Infrastructure & Deployment of AI

April 27, 2026

With Part A complete, we have built a system that, while small, is no doubt a complete API server and a functional AI system. It consists of an AI model behind a versioned, validated, authenticated, logged, and rate-limited HTTP API, with a Python client that uses it like any commercial AI service.

But during the whole experience, you might have already noticed some of the limitations of our system. It is relatively slow, especially if you choose to integrate heavier AI models into your API server. Even though we tried to improve the responsiveness of our server through practices like Async, it still takes some time for the server to respond to a request, and its capability of simultaneously responding to multiple requests is ultimately limited by the total computing resources of the computer you run the server on. Bringing back the restaurant analogy in Module A.4, there is a limit to how many cooks we can hire, so we cannot expect to infinitely increase the capability of your server simply by putting the endpoints behind Async. And if you run your server on a computer with a cooling fan, chances are you will start to hear it once your server starts to accept constant incoming requests.

Meanwhile, most AI models behind the APIs served by companies like OpenAI, Anthropic, and Google are technically too big to fit on consumer-level computers that you can buy at Elgiganten or Power. And they are serving these AI models to millions of people around the globe every day. How did they manage to do that? And how do these companies single-handedly drive the global memory and storage prices crazy? In this part of the course, we will be answering these questions.
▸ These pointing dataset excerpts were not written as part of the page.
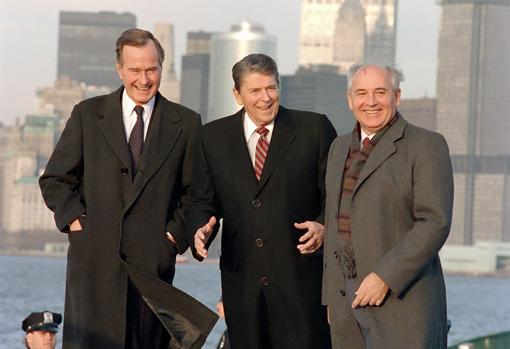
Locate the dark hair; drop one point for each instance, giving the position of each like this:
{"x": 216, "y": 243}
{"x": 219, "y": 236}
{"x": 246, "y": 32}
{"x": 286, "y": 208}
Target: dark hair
{"x": 138, "y": 38}
{"x": 254, "y": 63}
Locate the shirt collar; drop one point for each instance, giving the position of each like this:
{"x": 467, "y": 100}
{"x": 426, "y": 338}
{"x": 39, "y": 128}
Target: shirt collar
{"x": 250, "y": 127}
{"x": 128, "y": 105}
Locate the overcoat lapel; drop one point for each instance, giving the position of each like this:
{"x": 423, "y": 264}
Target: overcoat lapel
{"x": 112, "y": 126}
{"x": 383, "y": 150}
{"x": 164, "y": 130}
{"x": 239, "y": 153}
{"x": 283, "y": 136}
{"x": 338, "y": 166}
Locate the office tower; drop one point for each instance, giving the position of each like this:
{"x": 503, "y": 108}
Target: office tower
{"x": 419, "y": 111}
{"x": 195, "y": 72}
{"x": 86, "y": 46}
{"x": 169, "y": 87}
{"x": 381, "y": 21}
{"x": 323, "y": 23}
{"x": 226, "y": 50}
{"x": 319, "y": 88}
{"x": 473, "y": 84}
{"x": 198, "y": 43}
{"x": 349, "y": 36}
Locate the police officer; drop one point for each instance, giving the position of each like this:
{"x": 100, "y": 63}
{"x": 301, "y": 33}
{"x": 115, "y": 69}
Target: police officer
{"x": 41, "y": 329}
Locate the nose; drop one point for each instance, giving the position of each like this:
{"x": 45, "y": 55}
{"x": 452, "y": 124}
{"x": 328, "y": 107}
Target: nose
{"x": 371, "y": 100}
{"x": 144, "y": 77}
{"x": 266, "y": 96}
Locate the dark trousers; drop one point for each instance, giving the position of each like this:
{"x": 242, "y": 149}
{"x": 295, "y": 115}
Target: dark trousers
{"x": 143, "y": 328}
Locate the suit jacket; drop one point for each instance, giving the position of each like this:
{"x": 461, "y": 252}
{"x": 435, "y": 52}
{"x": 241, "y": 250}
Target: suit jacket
{"x": 400, "y": 218}
{"x": 258, "y": 238}
{"x": 89, "y": 173}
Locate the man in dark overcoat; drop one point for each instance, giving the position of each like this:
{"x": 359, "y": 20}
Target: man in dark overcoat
{"x": 389, "y": 188}
{"x": 262, "y": 171}
{"x": 116, "y": 183}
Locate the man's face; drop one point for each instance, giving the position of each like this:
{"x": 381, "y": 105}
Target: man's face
{"x": 372, "y": 99}
{"x": 41, "y": 340}
{"x": 140, "y": 72}
{"x": 260, "y": 96}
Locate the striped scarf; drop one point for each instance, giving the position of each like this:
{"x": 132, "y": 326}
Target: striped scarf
{"x": 353, "y": 166}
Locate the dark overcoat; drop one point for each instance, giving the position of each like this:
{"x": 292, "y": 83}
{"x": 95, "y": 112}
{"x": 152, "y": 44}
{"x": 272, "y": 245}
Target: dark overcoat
{"x": 400, "y": 217}
{"x": 123, "y": 236}
{"x": 258, "y": 247}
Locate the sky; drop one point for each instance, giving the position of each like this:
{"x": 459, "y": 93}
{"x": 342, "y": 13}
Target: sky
{"x": 29, "y": 38}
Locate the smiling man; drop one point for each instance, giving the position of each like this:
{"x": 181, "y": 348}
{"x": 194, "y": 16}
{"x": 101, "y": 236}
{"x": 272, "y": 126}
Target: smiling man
{"x": 116, "y": 183}
{"x": 389, "y": 189}
{"x": 262, "y": 171}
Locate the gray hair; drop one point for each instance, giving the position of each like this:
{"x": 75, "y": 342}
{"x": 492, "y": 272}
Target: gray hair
{"x": 254, "y": 63}
{"x": 396, "y": 76}
{"x": 138, "y": 38}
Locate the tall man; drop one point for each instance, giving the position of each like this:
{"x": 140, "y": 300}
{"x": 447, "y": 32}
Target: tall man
{"x": 389, "y": 189}
{"x": 262, "y": 171}
{"x": 116, "y": 182}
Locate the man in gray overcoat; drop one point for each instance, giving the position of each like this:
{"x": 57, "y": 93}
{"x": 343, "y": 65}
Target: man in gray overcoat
{"x": 389, "y": 188}
{"x": 116, "y": 182}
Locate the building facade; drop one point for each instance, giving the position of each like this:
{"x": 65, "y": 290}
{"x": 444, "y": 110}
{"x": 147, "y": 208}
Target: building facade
{"x": 86, "y": 46}
{"x": 473, "y": 83}
{"x": 321, "y": 26}
{"x": 319, "y": 89}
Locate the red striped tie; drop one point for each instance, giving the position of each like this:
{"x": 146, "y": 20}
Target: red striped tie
{"x": 261, "y": 151}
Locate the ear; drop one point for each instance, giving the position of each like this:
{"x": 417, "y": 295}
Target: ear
{"x": 237, "y": 96}
{"x": 397, "y": 97}
{"x": 118, "y": 67}
{"x": 349, "y": 100}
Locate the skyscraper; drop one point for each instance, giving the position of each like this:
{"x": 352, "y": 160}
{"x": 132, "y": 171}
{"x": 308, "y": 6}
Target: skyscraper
{"x": 350, "y": 35}
{"x": 169, "y": 87}
{"x": 319, "y": 88}
{"x": 195, "y": 72}
{"x": 226, "y": 50}
{"x": 320, "y": 29}
{"x": 86, "y": 46}
{"x": 473, "y": 84}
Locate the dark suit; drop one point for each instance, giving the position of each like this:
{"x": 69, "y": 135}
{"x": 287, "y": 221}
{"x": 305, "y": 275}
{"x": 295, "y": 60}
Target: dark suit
{"x": 267, "y": 284}
{"x": 400, "y": 217}
{"x": 126, "y": 220}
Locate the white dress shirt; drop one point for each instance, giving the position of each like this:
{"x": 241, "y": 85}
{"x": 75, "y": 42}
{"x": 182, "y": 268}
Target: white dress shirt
{"x": 252, "y": 137}
{"x": 129, "y": 114}
{"x": 365, "y": 135}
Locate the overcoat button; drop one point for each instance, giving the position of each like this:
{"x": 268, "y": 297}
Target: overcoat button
{"x": 264, "y": 281}
{"x": 256, "y": 203}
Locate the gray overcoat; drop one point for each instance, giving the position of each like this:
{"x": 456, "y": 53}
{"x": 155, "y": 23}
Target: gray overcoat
{"x": 400, "y": 218}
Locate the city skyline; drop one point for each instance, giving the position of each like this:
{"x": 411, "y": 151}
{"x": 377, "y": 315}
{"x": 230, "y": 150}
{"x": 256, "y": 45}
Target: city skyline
{"x": 30, "y": 62}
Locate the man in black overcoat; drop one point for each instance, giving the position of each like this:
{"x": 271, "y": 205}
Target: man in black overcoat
{"x": 262, "y": 171}
{"x": 116, "y": 183}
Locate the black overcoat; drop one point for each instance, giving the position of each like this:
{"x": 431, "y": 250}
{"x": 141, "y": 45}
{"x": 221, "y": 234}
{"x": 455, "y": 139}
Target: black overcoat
{"x": 258, "y": 247}
{"x": 89, "y": 174}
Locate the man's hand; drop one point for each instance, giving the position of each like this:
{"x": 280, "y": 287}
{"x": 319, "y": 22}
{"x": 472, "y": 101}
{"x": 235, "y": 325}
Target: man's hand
{"x": 372, "y": 291}
{"x": 75, "y": 226}
{"x": 202, "y": 236}
{"x": 170, "y": 238}
{"x": 313, "y": 239}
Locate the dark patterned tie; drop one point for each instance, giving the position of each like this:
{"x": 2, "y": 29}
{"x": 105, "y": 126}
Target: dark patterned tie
{"x": 261, "y": 151}
{"x": 136, "y": 139}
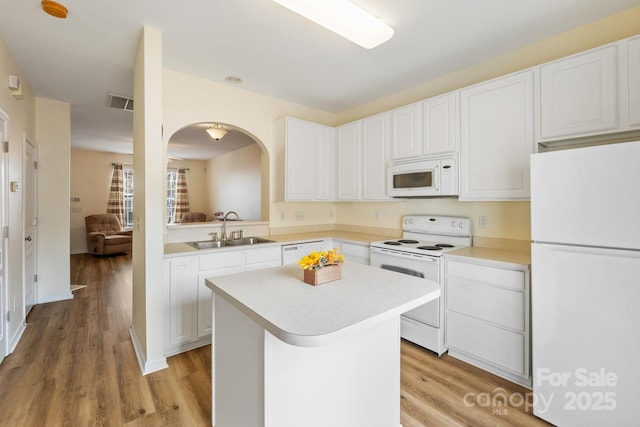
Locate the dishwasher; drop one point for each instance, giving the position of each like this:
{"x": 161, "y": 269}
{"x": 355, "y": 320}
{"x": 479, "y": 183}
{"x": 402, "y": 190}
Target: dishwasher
{"x": 292, "y": 253}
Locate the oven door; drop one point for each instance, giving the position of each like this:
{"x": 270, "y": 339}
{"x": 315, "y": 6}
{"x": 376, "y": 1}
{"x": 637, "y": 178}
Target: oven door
{"x": 415, "y": 265}
{"x": 414, "y": 178}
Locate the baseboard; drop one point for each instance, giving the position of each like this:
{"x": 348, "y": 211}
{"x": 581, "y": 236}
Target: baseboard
{"x": 146, "y": 367}
{"x": 15, "y": 339}
{"x": 55, "y": 298}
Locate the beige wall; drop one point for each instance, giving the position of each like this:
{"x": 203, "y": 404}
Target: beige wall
{"x": 149, "y": 168}
{"x": 21, "y": 123}
{"x": 235, "y": 182}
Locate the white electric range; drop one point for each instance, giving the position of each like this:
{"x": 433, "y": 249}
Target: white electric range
{"x": 425, "y": 238}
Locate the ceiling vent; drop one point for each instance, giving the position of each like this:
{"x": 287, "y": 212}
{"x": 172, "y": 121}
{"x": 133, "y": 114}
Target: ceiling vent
{"x": 120, "y": 102}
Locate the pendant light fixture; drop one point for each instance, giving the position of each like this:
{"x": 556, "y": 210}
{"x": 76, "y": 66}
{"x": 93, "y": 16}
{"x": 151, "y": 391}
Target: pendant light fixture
{"x": 217, "y": 132}
{"x": 343, "y": 18}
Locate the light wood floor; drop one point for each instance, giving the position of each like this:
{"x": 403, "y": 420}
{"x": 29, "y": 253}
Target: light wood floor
{"x": 75, "y": 366}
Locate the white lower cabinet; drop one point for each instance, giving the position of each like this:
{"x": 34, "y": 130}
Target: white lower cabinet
{"x": 179, "y": 276}
{"x": 487, "y": 316}
{"x": 187, "y": 299}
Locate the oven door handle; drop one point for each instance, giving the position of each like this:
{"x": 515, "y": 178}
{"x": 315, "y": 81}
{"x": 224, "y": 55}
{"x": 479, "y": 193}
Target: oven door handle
{"x": 391, "y": 252}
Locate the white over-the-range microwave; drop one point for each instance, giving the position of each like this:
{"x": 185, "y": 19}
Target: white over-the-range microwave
{"x": 423, "y": 177}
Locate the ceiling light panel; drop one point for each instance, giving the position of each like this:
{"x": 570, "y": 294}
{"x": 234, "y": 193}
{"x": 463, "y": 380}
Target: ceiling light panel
{"x": 343, "y": 18}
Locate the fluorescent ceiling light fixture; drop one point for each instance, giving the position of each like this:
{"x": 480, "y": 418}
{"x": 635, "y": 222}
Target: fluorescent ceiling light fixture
{"x": 216, "y": 132}
{"x": 343, "y": 18}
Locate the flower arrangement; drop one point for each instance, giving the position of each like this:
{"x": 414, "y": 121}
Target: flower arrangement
{"x": 317, "y": 260}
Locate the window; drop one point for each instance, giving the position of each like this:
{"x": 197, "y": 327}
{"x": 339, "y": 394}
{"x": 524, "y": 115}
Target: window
{"x": 172, "y": 176}
{"x": 127, "y": 174}
{"x": 172, "y": 179}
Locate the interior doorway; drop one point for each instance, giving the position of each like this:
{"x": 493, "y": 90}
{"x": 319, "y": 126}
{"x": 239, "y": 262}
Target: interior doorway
{"x": 30, "y": 225}
{"x": 4, "y": 296}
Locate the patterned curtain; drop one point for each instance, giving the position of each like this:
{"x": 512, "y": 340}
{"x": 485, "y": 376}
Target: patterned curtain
{"x": 182, "y": 196}
{"x": 115, "y": 204}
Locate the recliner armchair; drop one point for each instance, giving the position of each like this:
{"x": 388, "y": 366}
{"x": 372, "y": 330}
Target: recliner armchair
{"x": 105, "y": 235}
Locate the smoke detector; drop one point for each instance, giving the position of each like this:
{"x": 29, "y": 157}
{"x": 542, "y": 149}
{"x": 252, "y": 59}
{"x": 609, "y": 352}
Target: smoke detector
{"x": 54, "y": 9}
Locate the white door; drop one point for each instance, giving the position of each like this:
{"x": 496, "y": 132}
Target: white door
{"x": 30, "y": 225}
{"x": 3, "y": 197}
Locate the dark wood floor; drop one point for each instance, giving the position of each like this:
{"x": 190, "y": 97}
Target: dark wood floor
{"x": 75, "y": 366}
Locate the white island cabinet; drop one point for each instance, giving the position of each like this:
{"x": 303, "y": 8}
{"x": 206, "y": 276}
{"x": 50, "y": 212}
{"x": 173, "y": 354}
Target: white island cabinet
{"x": 288, "y": 354}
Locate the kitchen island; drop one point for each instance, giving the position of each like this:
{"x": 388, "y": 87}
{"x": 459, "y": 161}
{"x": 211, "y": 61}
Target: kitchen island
{"x": 286, "y": 353}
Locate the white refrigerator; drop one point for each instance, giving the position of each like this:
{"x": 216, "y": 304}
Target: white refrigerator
{"x": 585, "y": 292}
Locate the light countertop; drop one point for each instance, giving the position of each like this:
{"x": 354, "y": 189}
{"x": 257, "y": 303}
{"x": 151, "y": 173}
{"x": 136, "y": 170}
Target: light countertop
{"x": 307, "y": 316}
{"x": 179, "y": 248}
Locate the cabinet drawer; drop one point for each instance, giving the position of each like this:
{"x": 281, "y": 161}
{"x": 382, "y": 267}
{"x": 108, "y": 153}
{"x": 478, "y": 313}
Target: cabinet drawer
{"x": 512, "y": 279}
{"x": 497, "y": 305}
{"x": 221, "y": 259}
{"x": 492, "y": 344}
{"x": 263, "y": 255}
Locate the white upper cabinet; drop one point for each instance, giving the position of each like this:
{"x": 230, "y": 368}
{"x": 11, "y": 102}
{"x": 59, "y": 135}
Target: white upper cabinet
{"x": 440, "y": 124}
{"x": 406, "y": 131}
{"x": 310, "y": 161}
{"x": 375, "y": 155}
{"x": 496, "y": 138}
{"x": 579, "y": 94}
{"x": 634, "y": 82}
{"x": 349, "y": 161}
{"x": 363, "y": 152}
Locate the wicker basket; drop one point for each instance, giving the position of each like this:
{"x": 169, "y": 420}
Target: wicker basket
{"x": 326, "y": 274}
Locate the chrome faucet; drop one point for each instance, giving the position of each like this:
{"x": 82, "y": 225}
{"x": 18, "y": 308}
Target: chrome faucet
{"x": 224, "y": 223}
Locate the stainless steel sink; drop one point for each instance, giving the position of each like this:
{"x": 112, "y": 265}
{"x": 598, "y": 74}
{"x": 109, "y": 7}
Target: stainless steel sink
{"x": 214, "y": 244}
{"x": 247, "y": 241}
{"x": 207, "y": 244}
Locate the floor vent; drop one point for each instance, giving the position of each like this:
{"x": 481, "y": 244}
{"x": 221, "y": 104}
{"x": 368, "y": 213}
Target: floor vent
{"x": 120, "y": 102}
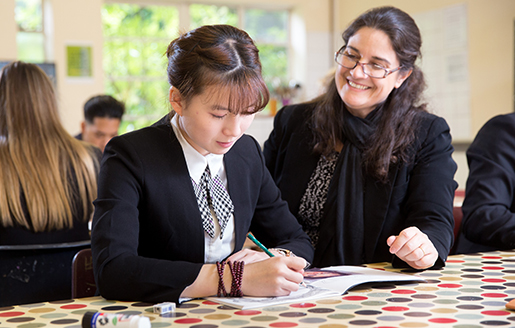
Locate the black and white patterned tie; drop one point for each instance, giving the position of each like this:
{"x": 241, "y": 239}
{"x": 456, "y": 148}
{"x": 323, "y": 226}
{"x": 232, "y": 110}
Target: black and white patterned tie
{"x": 211, "y": 193}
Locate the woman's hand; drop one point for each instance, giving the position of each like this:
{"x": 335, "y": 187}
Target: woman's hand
{"x": 248, "y": 256}
{"x": 413, "y": 247}
{"x": 277, "y": 276}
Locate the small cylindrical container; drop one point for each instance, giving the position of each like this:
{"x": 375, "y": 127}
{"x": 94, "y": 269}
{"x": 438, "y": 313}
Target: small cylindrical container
{"x": 110, "y": 320}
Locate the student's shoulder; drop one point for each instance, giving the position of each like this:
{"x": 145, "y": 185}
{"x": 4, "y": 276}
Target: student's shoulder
{"x": 146, "y": 138}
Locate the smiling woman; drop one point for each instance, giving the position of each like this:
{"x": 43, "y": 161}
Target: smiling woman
{"x": 365, "y": 169}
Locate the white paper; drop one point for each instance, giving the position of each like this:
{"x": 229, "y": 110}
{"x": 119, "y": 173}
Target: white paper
{"x": 331, "y": 281}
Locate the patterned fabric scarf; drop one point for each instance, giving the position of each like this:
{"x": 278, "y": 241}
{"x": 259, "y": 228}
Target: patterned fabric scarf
{"x": 211, "y": 194}
{"x": 342, "y": 223}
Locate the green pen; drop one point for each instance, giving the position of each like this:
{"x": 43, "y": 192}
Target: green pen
{"x": 255, "y": 241}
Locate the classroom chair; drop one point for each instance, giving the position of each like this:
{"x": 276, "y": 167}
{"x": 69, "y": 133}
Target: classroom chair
{"x": 37, "y": 273}
{"x": 83, "y": 280}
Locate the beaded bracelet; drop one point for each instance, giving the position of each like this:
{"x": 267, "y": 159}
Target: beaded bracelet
{"x": 237, "y": 274}
{"x": 220, "y": 266}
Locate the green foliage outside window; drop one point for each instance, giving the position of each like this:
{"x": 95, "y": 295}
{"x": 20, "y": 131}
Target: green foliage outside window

We will start with the basics of computer architecture in Module B.1, as well as hardware made for AI computing, how it is different from conventional computing hardware while fundamentally still fitting into a computer architecture that is more than half a century old. In Module B.2 and Module B.3, we will discuss containerization, one of the most important and widely adopted techniques to streamline deployment and management of AI systems on computers. Finally, we will discuss two types of common hardware infrastructure, other than your own personal computers, that you will deploy AI systems on. These are the cloud in Module B.4, and the edge in Module B.5.

At the end of this part, we will have all the important knowledge needed for us to replicate industry-standard practices used by these companies to scale up their AI systems. Of course, the physical hardware and the absurd funding needed to do so are not included.